I do not include the spectator boat factor as being within the category of “outside of his control.” While the ‘tators will be plentiful at Grand, I expect most of them to be courteous. Any professional angler, or student of Classic history, should know that spectators are going to be present in droves and should build his game plan accordingly.
I hope that technique becomes a focus.
I don’t think that there are many fans of professional fishing who don’t fish, at least occasionally. The reason we care is not just because we’re invested in the personalities but because we enjoy seeing the best of the best ply their trade in something that we care about so deeply. For that reason, the Classics that I enjoy most are the ones where a particular angler figures out a different presentation or utilizes some specific outside-the-ordinary tool to win the whole deal.
Kevin Van Dam winning at the Louisiana Delta in 2011 with the same general lures as everyone else is certainly impressive, but it’s not quite as memorable for me as Kevin Van Dam winning in Pittsburgh in 2005 with an out-of-production jerkbait while everyone else seemed to be casting small plastics and crankbaits or utilizing finesse tactics like dropshotting.
My favorite recent vintage Classic from this perspective occurred in 2004 on Lake Wylie, when Takahiro Omori won with a vintage Bagley’s Balsa crankbait and runner-up Aaron Martens utilized every oddball trick in his tackle box, most of which the others had never seen, to come close.
I hope that the winner does something with the title.

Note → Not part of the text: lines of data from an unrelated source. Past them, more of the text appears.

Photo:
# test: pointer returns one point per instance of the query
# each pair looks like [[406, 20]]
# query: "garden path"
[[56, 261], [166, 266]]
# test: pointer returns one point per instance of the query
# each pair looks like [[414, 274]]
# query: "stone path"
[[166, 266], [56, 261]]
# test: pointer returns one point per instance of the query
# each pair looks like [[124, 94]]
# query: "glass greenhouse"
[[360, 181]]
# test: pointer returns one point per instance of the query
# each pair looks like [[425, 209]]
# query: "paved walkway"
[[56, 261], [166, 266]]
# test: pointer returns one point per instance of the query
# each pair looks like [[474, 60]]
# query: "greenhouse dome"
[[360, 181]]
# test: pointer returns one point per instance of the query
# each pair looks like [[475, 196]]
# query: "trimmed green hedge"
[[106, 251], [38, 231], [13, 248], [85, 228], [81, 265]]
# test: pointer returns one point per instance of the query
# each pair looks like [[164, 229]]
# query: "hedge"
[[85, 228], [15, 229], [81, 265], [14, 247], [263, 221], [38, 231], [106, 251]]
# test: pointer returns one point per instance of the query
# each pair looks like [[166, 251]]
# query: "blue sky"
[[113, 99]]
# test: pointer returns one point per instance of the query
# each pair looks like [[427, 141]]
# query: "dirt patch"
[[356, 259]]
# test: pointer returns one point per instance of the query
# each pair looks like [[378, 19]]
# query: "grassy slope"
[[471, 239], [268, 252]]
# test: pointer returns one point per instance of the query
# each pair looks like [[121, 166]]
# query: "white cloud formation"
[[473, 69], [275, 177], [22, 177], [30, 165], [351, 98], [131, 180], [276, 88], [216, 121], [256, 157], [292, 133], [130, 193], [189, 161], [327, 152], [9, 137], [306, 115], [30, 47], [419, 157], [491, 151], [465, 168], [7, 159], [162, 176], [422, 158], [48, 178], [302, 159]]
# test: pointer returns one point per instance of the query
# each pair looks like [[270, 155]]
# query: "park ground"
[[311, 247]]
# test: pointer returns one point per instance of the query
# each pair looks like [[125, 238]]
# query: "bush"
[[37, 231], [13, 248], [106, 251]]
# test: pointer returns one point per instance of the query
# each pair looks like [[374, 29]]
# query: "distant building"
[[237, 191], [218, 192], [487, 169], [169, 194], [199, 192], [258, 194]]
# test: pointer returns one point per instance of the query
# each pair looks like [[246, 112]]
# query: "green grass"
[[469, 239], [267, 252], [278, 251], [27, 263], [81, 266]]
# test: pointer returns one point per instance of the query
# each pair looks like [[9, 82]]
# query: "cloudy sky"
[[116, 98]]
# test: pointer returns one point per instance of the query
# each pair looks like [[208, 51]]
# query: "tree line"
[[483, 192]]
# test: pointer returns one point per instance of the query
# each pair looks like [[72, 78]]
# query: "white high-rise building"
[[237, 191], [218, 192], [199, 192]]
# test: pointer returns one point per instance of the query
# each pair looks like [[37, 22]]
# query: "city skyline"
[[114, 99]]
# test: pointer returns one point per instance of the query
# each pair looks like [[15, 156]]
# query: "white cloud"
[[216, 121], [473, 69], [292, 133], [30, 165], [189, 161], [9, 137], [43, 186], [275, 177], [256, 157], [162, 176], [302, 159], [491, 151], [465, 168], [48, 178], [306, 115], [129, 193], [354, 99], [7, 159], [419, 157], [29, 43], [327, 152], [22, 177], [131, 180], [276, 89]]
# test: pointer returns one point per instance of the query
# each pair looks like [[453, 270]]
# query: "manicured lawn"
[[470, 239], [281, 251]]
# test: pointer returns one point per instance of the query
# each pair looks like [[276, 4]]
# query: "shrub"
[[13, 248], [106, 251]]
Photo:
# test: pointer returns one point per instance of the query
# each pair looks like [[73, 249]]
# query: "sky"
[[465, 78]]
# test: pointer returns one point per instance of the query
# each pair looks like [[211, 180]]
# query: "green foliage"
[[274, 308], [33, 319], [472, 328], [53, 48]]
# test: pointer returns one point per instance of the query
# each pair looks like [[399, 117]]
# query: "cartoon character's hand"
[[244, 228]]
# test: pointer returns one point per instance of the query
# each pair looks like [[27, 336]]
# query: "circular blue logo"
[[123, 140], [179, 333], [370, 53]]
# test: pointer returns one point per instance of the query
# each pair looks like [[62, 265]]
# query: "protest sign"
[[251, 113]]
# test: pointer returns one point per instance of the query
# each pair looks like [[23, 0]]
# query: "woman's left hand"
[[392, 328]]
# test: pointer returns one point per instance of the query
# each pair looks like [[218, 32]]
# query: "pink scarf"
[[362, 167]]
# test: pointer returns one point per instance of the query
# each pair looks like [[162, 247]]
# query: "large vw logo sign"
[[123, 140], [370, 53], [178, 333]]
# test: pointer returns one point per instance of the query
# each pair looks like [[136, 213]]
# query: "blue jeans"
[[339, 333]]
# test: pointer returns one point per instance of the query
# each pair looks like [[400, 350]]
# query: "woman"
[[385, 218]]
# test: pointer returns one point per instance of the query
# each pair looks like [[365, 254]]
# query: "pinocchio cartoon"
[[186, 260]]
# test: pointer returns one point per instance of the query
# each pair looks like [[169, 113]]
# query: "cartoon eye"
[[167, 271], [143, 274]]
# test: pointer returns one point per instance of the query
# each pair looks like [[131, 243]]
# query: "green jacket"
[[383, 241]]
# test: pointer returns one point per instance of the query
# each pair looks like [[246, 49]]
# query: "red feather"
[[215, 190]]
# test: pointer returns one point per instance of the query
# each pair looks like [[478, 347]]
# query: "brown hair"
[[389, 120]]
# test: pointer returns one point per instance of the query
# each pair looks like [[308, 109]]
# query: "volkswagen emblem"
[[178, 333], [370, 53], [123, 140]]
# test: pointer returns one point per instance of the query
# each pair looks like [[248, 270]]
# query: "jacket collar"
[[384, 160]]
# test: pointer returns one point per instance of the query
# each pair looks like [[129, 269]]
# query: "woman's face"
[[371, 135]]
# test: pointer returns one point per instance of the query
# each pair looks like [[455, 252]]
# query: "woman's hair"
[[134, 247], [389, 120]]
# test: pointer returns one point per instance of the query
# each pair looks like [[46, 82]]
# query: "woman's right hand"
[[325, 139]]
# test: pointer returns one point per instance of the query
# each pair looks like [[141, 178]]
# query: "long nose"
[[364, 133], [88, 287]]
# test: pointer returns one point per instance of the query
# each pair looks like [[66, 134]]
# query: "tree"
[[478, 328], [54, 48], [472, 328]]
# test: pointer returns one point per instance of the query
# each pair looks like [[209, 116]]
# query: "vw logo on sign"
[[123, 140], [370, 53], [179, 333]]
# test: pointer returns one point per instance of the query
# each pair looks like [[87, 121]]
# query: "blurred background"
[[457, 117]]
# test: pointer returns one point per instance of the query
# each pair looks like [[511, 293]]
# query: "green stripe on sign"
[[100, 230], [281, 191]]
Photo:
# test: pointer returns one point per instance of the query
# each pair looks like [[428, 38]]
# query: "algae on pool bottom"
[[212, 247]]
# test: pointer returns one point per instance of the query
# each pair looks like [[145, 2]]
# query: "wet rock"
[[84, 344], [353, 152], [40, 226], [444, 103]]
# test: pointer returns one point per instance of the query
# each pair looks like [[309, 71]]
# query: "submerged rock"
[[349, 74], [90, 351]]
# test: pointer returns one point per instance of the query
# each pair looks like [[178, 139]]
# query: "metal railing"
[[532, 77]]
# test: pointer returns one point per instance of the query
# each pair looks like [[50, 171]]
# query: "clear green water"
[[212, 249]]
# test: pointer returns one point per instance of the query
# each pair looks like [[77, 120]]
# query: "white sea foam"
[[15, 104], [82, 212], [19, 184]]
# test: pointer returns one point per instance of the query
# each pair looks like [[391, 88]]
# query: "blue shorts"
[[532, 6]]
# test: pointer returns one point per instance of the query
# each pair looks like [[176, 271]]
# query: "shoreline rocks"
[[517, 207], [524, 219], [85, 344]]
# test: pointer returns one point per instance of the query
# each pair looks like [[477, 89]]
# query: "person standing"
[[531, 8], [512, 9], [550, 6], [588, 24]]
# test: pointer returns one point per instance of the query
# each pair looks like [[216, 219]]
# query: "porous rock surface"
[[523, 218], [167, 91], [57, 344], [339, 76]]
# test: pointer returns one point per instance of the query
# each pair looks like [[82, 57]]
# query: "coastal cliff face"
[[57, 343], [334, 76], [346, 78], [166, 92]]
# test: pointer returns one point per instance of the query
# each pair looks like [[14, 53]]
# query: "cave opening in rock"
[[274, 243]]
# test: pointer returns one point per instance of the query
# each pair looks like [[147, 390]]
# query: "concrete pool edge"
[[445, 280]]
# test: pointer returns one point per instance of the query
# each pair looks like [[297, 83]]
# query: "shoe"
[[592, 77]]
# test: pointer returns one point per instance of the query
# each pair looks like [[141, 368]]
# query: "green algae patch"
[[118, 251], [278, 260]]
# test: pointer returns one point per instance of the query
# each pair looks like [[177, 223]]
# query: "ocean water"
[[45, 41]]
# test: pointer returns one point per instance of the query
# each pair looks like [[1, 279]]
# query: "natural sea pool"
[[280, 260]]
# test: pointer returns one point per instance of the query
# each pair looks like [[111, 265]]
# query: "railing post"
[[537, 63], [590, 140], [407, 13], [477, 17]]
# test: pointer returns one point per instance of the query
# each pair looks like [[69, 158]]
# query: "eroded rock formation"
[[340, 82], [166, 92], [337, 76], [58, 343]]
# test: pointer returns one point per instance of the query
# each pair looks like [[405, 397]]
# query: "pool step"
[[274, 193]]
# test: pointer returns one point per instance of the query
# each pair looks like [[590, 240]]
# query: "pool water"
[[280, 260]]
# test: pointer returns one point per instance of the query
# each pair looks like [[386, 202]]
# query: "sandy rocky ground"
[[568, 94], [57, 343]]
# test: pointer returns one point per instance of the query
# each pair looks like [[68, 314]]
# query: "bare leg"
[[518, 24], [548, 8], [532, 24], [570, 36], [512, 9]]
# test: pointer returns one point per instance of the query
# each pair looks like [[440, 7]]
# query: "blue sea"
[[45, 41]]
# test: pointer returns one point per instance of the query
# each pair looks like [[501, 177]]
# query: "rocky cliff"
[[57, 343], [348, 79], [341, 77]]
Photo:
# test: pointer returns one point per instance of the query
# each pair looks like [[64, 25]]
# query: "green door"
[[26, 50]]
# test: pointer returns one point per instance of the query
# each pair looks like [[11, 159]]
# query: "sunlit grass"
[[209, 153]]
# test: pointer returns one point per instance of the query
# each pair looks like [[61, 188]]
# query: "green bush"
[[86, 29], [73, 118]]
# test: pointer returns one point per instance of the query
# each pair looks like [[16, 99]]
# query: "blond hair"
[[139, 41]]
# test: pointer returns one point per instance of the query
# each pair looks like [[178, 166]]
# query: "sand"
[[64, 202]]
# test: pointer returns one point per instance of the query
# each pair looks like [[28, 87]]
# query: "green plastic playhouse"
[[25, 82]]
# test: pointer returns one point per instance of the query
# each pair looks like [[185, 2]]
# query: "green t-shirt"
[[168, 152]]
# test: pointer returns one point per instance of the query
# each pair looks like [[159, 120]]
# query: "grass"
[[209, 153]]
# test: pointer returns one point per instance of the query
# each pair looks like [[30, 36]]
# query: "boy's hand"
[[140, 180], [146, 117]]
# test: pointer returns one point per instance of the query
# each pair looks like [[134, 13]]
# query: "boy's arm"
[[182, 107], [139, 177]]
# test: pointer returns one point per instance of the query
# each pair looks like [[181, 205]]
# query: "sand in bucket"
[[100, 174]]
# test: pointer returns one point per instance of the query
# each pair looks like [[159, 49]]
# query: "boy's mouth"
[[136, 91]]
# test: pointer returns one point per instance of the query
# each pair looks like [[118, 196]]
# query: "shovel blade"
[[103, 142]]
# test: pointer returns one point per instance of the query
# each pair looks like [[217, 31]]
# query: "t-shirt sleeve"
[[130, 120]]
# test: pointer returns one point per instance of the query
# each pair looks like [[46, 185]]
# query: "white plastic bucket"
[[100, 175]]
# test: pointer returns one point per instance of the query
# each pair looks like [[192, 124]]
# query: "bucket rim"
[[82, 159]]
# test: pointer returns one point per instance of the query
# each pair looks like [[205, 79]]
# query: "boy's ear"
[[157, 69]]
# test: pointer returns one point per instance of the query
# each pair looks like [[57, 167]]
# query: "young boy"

The Classic title is an amazing platform from which to spread a message. It can be in the interest of commerce, in the interest of personal faith, or in any one of a number of other arenas. Of course, once you’ve won the trophy, it’s yours to do as much or as little as you want with it. Want to retire and never be heard from again? That’s your business and your right. It just seems like a waste of a good opportunity to me, one that many others would kill for a chance to utilize.
I hope that it’s close.
A wire-to-wire winner isn’t necessary a bad thing, as long as there are contenders nipping at his heels. But as in any sporting event, the most memorable Classics are the ones whose storylines have twists and turns, hills and dips. Who would’ve foreseen Paul Mueller coming back from nowheresville on Day 1 at Guntersville with a monster bag on Day 2? Who bet the farm on Randy Howell making a last day pivot and taking the crown that same year?
I want the reduced field to go into Sunday with at least 10 anglers still in contention to win. I want the Super Six to show up at the arena on Sunday with butterflies in their stomachs, worrying about their fish barfing up a shad and thereby losing critical weight. I want the winner to be genuinely surprised and shaking when the confetti falls.
One final note: From a purely selfish perspective, I’d love for the weather to be a little more palatable than it was in 2013, when it snowed on practice day and tournament takeoff temps were in the teens. But I don’t wish for any particular weather pattern. There are some anglers who will benefit from inconsistency and others who want perfect, stable weather. It’s always a story in this sport, and what’s good for one may hurt another. While I don’t relish the thought of sitting out there in snow, rain or freezing temperatures, I’ll gladly do that if it means an amazing outcome.